Industry body ISPA says increasing references to broadband show importance of connectivity, as government publishes new BDUK figures
Broadband has been mentioned in the House of Commons 75 percent more during the first nine months of this parliament than during the first few months of the last one (2010-2015), according to the Internet Service Providers Association (ISPA).
The industry body found written questions from MPs increased by 59 percent and broadband was referenced 63 percent more in the nine months after the 2015 General Election and there have been six debates since May 2015.
One of the most notable instances took place in October last year during a debate secured by Matt Warman, former technology editor of The Telegraph and recently-elected Conservative MP for Boston and Skegness.

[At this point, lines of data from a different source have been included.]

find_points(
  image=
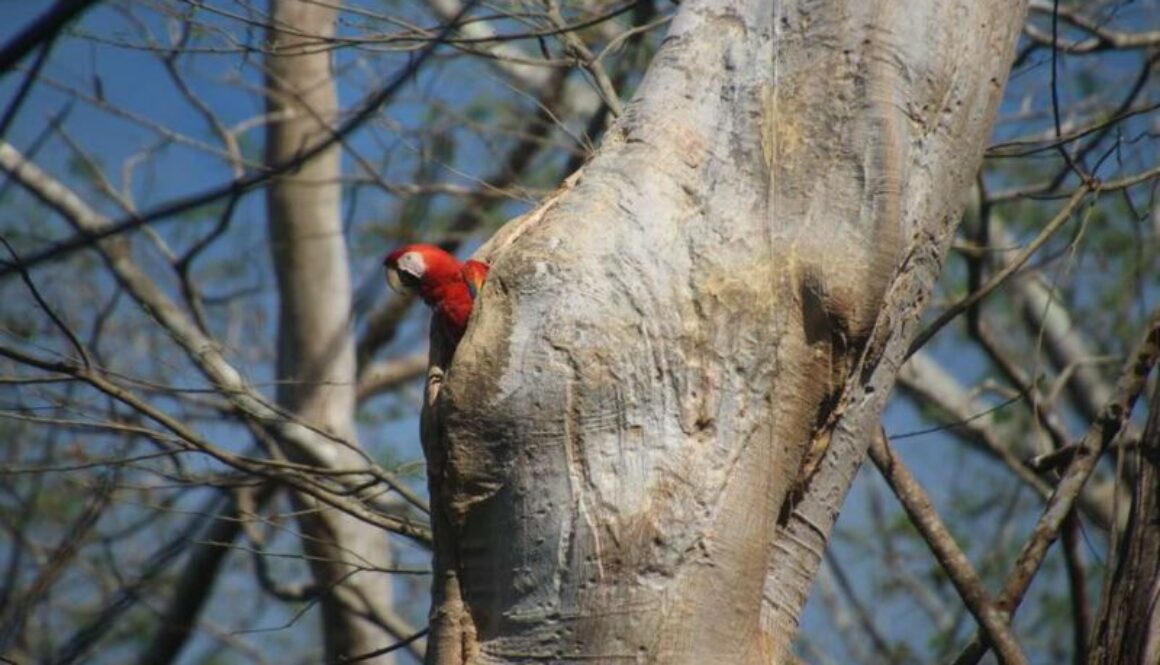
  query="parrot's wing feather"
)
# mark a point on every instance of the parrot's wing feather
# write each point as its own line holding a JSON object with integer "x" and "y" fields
{"x": 475, "y": 273}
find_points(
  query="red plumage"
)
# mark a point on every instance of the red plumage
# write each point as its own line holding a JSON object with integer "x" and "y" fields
{"x": 446, "y": 284}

MPs complained about a myriad of issues, including coverage, affordability, lack of transparency from BT and local authorities about rollout and fears of a digital divide. Some said the government made a mistake handing almost all the public money available under the Broadband Delivery UK (BDUK) scheme to BT, claiming it had reduced competition and meant the use of Fibre to the Premise (FTTP) had been limited.
ISPA has attributed to the increase to more the growing importance of broadband among MPs and constituents, an increased understanding of the technology and government-backed broadband projects like Broadband Delivery UK (BDUK), which has provided funding for the rollout of fibre in areas not covered by commercial deployments.
“The massive investment in broadband from ISPA members has helped the Internet become an essential part of our daily lives and this is reflected in the level of parliamentary interest,” said James Blessing, ISPA chair. “That isn’t to say broadband rollout isn’t without challenges and I am glad ISPA is proactively connecting ISPs with local MPs on how to bring the transformative effects of broadband to communities throughout the UK.”
The government has released figures showing the number of properties connected to speeds of 24Mbps and above as a direct result of BDUK stands at 3.6 million. It is expected that the 4 million milestone will be reached by Spring and 95 percent coverage will be achieved by 2017.
Prime Minister David Cameron has said all properties in the UK are guaranteed speeds of at least 2Mbps thanks to a subsidised satellite broadband initiative for which an estimated 300,000 premises are eligible for, and has reiterated that a consultation on a proposed 10Mbps universal service obligation will start in early 2016.